The EYFS progress check at age two
What is the EYFS progress check at age two?
The progress check was introduced as part of the Early Years Foundation Stage in September 2012. It applies only to children in England who attend pre-school settings, such as nurseries or childminders. The aim of the check is to ensure that any child who may need additional support is identified so that when the time comes for them to start school, they will be ready. Settings are required to provide a short summary of your child's progress and discuss it with you.
What does my child have to do?
It is worth knowing that this is not an exam or a test that children have to pass. The staff who work with your child will look at how your child is doing in the three prime areas of the EYFS. These are communication and language, physical development and personal, social and emotional development. The staff will write a short summary based on what they have seen your child do whilst your child is in their setting. They will comment how well your child is talking, how settled your child seems and also what your child can physically do. As part of their role, they will also give you some suggestions of things that you can do with your child at home.
When does the progress check take place?
Nurseries, pre-schools and childminders have to complete a summary between your child's second and third birthday. They will discuss with you the timing of the progress check, but as the aim is to make sure that children gain any additional support needed, there is some logic in their doing the check earlier than later. Each early years setting can draw up their own summary and so you may find that in a local area, the format of the summary looks quite different depending on where your child goes.
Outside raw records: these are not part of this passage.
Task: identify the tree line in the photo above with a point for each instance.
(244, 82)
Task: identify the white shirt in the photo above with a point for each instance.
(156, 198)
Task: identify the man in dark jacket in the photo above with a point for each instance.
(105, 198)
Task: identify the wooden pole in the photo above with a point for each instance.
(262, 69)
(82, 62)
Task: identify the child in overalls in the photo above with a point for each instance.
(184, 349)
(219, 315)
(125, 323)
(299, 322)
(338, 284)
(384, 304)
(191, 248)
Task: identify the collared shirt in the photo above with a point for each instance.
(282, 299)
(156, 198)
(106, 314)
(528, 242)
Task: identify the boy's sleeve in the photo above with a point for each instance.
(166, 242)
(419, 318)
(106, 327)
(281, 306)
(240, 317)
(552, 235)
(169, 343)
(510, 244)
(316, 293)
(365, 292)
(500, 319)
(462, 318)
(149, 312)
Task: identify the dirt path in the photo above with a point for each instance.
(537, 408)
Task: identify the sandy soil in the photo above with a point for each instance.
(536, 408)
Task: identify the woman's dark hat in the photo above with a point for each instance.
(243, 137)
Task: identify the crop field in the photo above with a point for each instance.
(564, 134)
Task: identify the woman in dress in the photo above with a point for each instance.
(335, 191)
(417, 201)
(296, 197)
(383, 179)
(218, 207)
Can I opt out of the progress check?
Yes, you could, but the nursery or pre-school will probably ask you to sign something to say that you specifically refused for the check to take place. Having said this, it is important to remember that the aim of the check is just to make sure that any barriers to your child's future education are spotted.
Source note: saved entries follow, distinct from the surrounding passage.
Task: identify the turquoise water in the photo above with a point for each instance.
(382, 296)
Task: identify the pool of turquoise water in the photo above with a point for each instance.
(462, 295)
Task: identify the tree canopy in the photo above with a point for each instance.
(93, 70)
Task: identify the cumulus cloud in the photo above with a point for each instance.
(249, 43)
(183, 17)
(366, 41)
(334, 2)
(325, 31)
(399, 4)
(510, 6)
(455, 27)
What happens if my child is not developing as expected?
If you and the staff who work with your child feel that your child is not making progress, the staff are required to write up an action plan and discuss this with you. They may for example, decide that they need to plan specific activities or spend more time with your child. In some cases, you might agree that it would be useful to get the advice of another professional such as a speech and language therapist. The good news is that children who are identified early on as needing a little bit of extra help which is often temporary, are more likely to make good progress afterwards
What happens if my child goes to a childminder and also a pre-school?
The progress check is carried out by the setting where your child spends the most time. It will be helpful, if you give permission for them to contact the other setting so that they can get a more accurate picture of your child.
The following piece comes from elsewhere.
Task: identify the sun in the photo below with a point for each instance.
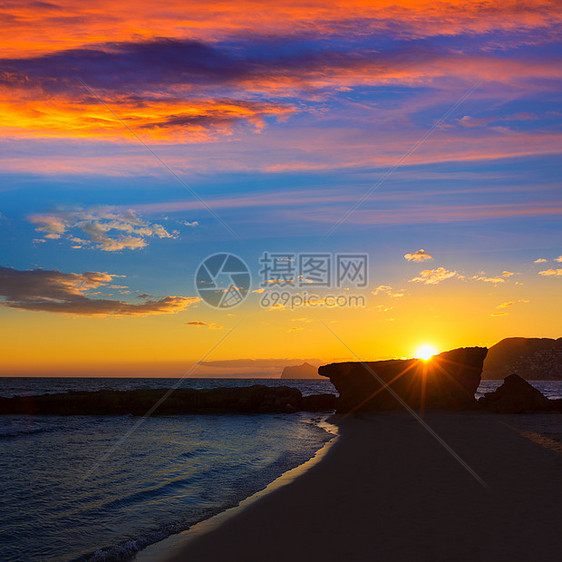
(425, 352)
What happens to the information gained from the progress check?
You will be given a copy of the summary and encouraged to show it to the health visitor. Eventually, it is hoped that there will be just a single combined health and education check but at this point in time, you may find that your child will be checked by the health visitor and also by the early years staff. In addition, your child's pre-school, nursery or childminder will also put a copy in your child's record. There are no systems in place for the information gained by the summary to be used by central government or local authorities.